New Zealand brewer Lion Nathan announced today that it is planning to introduce health warnings on its drinks. This follows a similar move announced yesterday by DrinkWise Australia which said its members would put consumer information messages on its products. DrinkWise said the voluntary move would see 80 percent of alcoholic drinks in Australia labelled with the warnings.

ALAC Chief Executive Officer Gerard Vaughan said the move was a “good first step”.
“We are pleased the industry is acknowledging that its products can cause harm and are providing consumer information to educate the public,” Mr Vaughan said.

“However, ALAC favours mandatory rather than voluntary health warning labels and would like to see messages developed as part of a scientific and evidence based process to ensure the messages are clear and unambiguous.”

Mr Vaughan said ALAC currently had an application before the trans Tasman agency responsible for food labelling, seeking to have health warning labels on alcohol products warning of the dangers of drinking while pregnant.

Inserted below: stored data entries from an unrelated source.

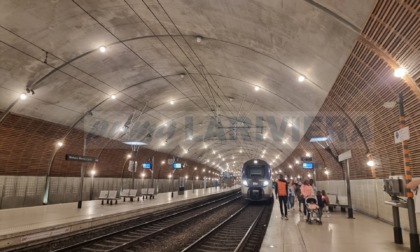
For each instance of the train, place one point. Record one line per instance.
(256, 181)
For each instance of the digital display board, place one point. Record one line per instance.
(307, 165)
(177, 166)
(147, 166)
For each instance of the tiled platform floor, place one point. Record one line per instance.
(22, 225)
(336, 234)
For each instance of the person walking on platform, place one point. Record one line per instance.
(282, 189)
(306, 191)
(291, 195)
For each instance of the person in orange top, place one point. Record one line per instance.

“Our advice is that pregnant women or those planning to get pregnant should not drink alcohol and any health advisory labels should reflect that message clearly.”

Mr Vaughan said it was good that the industry acknowledged that health advisory warnings on alcohol products needed to be part of a broader and comprehensive campaign.

“While there is a lack of evidence on the efficacy of health advisory labels for changing behaviour when used in isolation; however there is some evidence that they can lead to an increase in awareness of the message contained when part of a comprehensive approach to reducing alcohol harm.

“To be effective health advisory labels need to be backed by consistent advice from doctors and also significant policy changes.”